Genetic testing has already been used to screen embryos for glitches in the BRCA1 gene that raise the risk of breast and ovarian cancer. The new test works slightly differently; the high-risk version of BRCA1 can be detected by looking for a mutation that is only a single DNA “letter” long. In contrast, the genetic mutations that often cause NF1 and VHL are called “microdeletions,” and are many DNA letters long. So it’s a bit more challenging to check all the possible microdeletions during preimplantation genetic diagnosis.

But this is exactly what the Dutch team has done. And although the team admits its process was “time-consuming,” team leader Joris Vermeesch of the University Hospital Leuven in Belgium says that his group is already developing genetic tests that could check much more quickly for many harmful microdeletions at once.

This technology is being driven by recent discoveries that more diseases are caused by microdeletions and other relatively large genetic rearrangements than was realized in the past. Already, doctors are using new technologies that can survey many possible genetic abnormalities at once to find mutations in patients whose symptoms previously couldn’t be traced back to any known cause. And fertility clinics have already begun rolling out similar tests for use in preimplantation genetic diagnosis.
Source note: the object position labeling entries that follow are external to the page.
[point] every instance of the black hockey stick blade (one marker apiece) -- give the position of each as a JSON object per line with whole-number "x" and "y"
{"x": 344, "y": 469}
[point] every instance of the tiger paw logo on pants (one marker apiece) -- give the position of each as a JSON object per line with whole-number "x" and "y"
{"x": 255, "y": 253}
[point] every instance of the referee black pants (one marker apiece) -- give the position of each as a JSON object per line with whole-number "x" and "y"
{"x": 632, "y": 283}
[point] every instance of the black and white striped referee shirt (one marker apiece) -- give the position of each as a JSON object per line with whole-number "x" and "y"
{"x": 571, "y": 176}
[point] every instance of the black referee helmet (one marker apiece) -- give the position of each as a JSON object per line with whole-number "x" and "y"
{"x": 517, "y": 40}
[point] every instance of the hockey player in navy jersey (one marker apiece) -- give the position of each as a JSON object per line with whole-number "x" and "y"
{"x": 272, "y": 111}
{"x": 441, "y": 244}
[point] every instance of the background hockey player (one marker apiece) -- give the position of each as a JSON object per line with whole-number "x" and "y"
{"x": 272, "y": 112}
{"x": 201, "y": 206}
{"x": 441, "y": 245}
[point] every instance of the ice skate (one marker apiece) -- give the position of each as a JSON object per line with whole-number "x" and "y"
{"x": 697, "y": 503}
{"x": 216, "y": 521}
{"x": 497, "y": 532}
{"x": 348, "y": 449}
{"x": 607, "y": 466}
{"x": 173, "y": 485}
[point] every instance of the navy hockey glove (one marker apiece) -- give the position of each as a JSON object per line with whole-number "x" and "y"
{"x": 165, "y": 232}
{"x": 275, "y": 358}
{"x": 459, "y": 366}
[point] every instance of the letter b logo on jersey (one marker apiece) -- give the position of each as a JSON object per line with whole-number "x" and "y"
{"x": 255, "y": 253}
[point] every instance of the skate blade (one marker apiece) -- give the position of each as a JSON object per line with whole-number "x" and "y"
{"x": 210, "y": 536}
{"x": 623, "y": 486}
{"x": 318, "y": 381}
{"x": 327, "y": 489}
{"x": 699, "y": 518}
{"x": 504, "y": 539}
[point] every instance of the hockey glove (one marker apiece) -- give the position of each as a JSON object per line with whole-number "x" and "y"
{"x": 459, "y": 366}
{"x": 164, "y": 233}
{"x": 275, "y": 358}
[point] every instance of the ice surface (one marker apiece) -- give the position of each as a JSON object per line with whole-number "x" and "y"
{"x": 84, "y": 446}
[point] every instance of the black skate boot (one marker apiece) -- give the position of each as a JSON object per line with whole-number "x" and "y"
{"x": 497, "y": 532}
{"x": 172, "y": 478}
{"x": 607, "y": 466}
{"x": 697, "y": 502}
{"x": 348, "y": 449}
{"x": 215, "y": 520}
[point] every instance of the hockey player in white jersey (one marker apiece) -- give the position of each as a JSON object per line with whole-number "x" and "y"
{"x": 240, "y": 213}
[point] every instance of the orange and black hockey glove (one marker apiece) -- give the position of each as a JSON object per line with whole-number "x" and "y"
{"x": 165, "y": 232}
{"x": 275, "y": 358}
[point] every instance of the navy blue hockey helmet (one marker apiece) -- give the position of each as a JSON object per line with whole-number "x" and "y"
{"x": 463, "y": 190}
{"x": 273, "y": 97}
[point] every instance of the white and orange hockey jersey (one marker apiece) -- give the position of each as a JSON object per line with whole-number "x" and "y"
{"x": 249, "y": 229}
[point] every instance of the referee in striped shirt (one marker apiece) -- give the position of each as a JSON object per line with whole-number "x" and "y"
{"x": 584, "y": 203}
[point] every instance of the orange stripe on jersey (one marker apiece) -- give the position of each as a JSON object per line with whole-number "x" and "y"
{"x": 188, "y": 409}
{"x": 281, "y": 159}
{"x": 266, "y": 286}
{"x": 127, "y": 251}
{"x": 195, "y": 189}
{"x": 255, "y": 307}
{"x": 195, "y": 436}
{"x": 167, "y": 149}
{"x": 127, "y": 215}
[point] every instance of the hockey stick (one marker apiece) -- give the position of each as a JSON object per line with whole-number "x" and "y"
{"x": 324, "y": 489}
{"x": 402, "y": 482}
These tests raise ethical issues, for they could allow parents to order “designer babies.” One fertility doctor has already said he would help parents use far less advanced technology to create kids with custom hair, skin and eye color, although he has since rescinded that offer. But the use of the tests to spare babies from incurable diseases, such as neurofibromatosis and Von Hippel-Lindau disease, seems an undeniable good.